Systemd is Basically One Node Kubernetes
Systemd, is essentially designed to replicate features of Kubernetes.
Kubernetes is (buzzwords incoming), a clustered, highly available, multi tenant, declarative, service manager and job scheduler. To break down what that means:
- Multi tenant: There can be different “users” on a Kubernetes cluster, which can be granually given access to different resources or capabilities
- Declarative: All of the Kubernetes config, roles, users, and jobs, and can be declared as code, “yaml”.
- Service Manager: Kubernetes can run services, specifically containers (this is important to note).
- Job Scheduler: Users can start short or long running “jobs”
- Clustered: Kubernetes can combine resources from more than one physical or virtual server into a cluster. It does not literally combine them, but rather it shifts around services and jobs to make more room. Some services can take direct advantage of this though, where running multiple instances of them does let you combine resources.
- Highly Available: If any single “node” of a kubernetes cluster goes down, the services Kubernetes runs, and Kubernetes itself, stay active.

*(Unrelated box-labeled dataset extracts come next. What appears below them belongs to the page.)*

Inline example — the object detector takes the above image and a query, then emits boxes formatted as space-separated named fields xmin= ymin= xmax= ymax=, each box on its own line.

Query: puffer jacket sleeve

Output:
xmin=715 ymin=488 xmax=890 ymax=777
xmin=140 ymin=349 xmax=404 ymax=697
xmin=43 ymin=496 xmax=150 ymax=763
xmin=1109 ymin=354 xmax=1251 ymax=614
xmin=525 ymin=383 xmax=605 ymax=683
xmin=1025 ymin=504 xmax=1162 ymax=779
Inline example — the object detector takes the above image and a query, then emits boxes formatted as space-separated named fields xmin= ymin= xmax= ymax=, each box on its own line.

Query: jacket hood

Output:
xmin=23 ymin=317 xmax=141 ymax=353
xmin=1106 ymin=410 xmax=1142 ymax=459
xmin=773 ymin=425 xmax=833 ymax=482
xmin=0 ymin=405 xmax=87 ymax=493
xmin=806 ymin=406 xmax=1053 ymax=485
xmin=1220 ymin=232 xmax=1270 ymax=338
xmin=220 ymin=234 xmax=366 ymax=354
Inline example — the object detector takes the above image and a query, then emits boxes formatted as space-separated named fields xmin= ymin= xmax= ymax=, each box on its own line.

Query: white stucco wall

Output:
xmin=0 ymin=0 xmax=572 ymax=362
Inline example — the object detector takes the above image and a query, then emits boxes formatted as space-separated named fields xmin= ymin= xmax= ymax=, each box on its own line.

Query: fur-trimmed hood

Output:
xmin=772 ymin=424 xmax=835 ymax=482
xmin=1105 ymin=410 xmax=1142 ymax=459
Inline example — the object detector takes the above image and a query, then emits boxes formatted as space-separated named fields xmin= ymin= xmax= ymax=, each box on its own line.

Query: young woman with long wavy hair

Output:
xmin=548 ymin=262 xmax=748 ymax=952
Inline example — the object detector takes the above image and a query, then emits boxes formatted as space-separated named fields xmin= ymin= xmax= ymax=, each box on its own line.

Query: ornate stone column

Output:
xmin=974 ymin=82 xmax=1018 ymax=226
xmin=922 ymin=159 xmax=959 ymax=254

Systemd is essentially trying to Kubernetes, without the clustering and highly available parts of Kubernetes. It is/has:
- Multi tenant: This is what polkit, and logind do. They give users the ability to run long running services, but control the resources and capabilities those users who have access to
- Declarative: Systemd doesn’t use yaml like kubernetes, but instead it uses the ini file format — but almost everything in Systemd can be declared as an ini file.
- Service Manager: This one is mostly self explanatory — but what’s important to note is the focus that systemd has on containers. There is support for OCI containers via podman quadlets, but Systemd also has it’s own container format that it can launch rootlessly, and built on top of this is systemd portablectl, which is essentially an application container format, similar to docker. You tell systemd to run a service with a root image of one of these containers, and it does so.
- Job Scheduler: Timers, but it’s not a full featureset. Perhaps Systemd doesn’t care about this because people can simply run commands after they are ssh’ed in.
Now, based on the assumption, I can make some (possibly incorrect) predictions about what features systemd will add next:
- Firewall service: Kubernetes has something akin to a firewall, but mostly this prediction is because Linux doesn’t really have a declarative firewall. Systemd kinda already has something similar but it’s not complete.
- More advanced manipulation of user resource and capability constraints. It looks like there is some simple cgroup stuff, but I do think we are going to eventually see Seccomp and other restrictions.
- A “container repo” for portable/nspawn services. I think they used to have one for OS containers for machinectl, but I can’t find it. But If they are actually trying to be Kubernetes, then I would expect to see a setup where you can have a file declaring a service, and then it pulls the container image for that service and then runs it.
Now, “one node Kubernetes” probably isn’t the best choice for a normal server or desktop distro. (Actually I love Kubernetes as a server but that’s a different discussion). But it’s the most popular choice, so I think people should be aware of the architecture and intent behind the software they use.